Libres et affamés de vie, de rire et d’amitié

de David Arnold chez Milan

 

 

 

 

 

 

 

 

 

 

 

Vic, 16 ans, à l’annonce du remariage de sa mère fait une fugue. Son père est mort il y a deux ans d’un cancer et il a l’impression que par cette union, sa mère trahit sa mémoire . De plus,

Victor est atteint du syndrome de Moebius, trouble neurologique qui entraîne une paralysie faciale.

Il est rongé par la souffrance et la solitude et disparaît avec les dernières volontés de son père. Celui ci a laissé une lettre sous forme de rebus pour que sa femme et son fils répandent ses cendres.

 » 1- Accroche-moi au Petit Salon.

2- Jette-moi du haut des Palisades.

3- Enfouis-moi dans les briques fumantes de notre premier baiser.

4- Noie-moi dans notre puits aux souhaits.

5- Lâche-moi depuis le sommet de notre roc.  »

Au hasard de ses déplacements il va rencontrer ceux qui vont devenir sa famille de substitution et qui vont l’aider dans sa quête et dans son travail de deuil : Madeline dont il va tomber amoureux, Baz, Coco, Zuz.

 »  Elle se racla une fois de plus la gorge et se mit à parler sur le ton de quelqu’un qui croit que le monde entier l’écoute.

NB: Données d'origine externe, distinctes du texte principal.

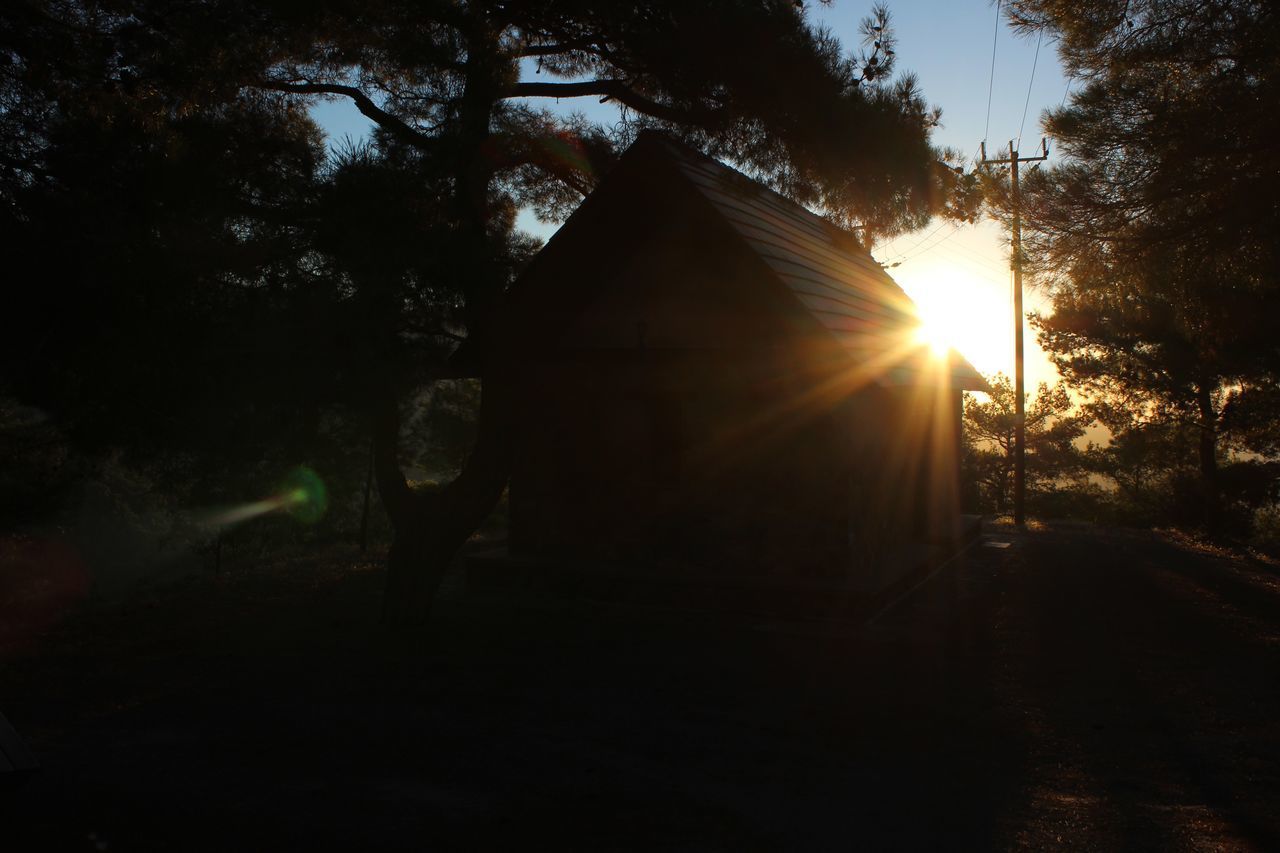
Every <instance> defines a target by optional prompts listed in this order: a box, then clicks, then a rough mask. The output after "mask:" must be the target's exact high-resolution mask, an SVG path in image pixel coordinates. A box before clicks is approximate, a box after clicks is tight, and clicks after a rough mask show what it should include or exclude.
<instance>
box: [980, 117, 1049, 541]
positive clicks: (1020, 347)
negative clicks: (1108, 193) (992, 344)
mask: <svg viewBox="0 0 1280 853" xmlns="http://www.w3.org/2000/svg"><path fill="white" fill-rule="evenodd" d="M1041 151H1042V154H1041V155H1039V156H1034V158H1024V156H1020V155H1019V154H1018V149H1016V147H1015V146H1014V141H1012V140H1010V141H1009V156H1007V158H993V159H988V158H987V146H986V145H983V146H982V160H980V163H979V165H1006V164H1007V165H1009V186H1010V191H1011V192H1010V199H1011V201H1012V214H1014V215H1012V241H1011V242H1012V245H1011V247H1010V260H1011V263H1012V268H1014V384H1015V397H1014V402H1015V405H1016V409H1015V412H1014V524H1016V525H1018V526H1019V528H1020V526H1023V524H1024V523H1025V515H1024V508H1025V487H1027V411H1025V403H1027V392H1025V382H1024V375H1023V222H1021V195H1020V193H1019V190H1018V165H1019V164H1021V163H1039V161H1043V160H1047V159H1048V146H1047V145H1046V143H1044V142H1043V141H1041Z"/></svg>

– Et quand les gamins eurent tant besoin de quelqu’un, quelqu’un à aimer, quelqu’un en qui avoir confiance, ils se reconnurent les uns les autres, et ils se nommèrent les Kids of Appetite et ils vécurent, ils rirent et ils virent que cela était bon.

– Qu’est ce que vous en pensez ? demanda Coco.

Les Kids of Appetite, poursuivit Coco. Vous comprenez ? Les gamins d’appétit en quelque sorte, parce qu’on a toujours la dalle, et on est toujours chez Babushka, ou à Napoléon, ou à White Mama et les magouilles à Foodville, avec les pots de glace. Et puis aussi, vous savez, on est affamés de vie, de rires, de tous ces trucs. Double sens, tout ça. Kids of Appetite.  »

Ils ont mis en commun leur instinct de solidarité, leur capacité d’empathie mais le drame n’est jamais loin et l’affection qui cimente le groupe va-t-elle résister ?

Bon roman aux personnages attachants qui tous se sont bâtis sur la souffrance et l’ont transformé en quelque chose de positif : l’écoute, l’attention , et une inaltérable confiance les uns envers les autres.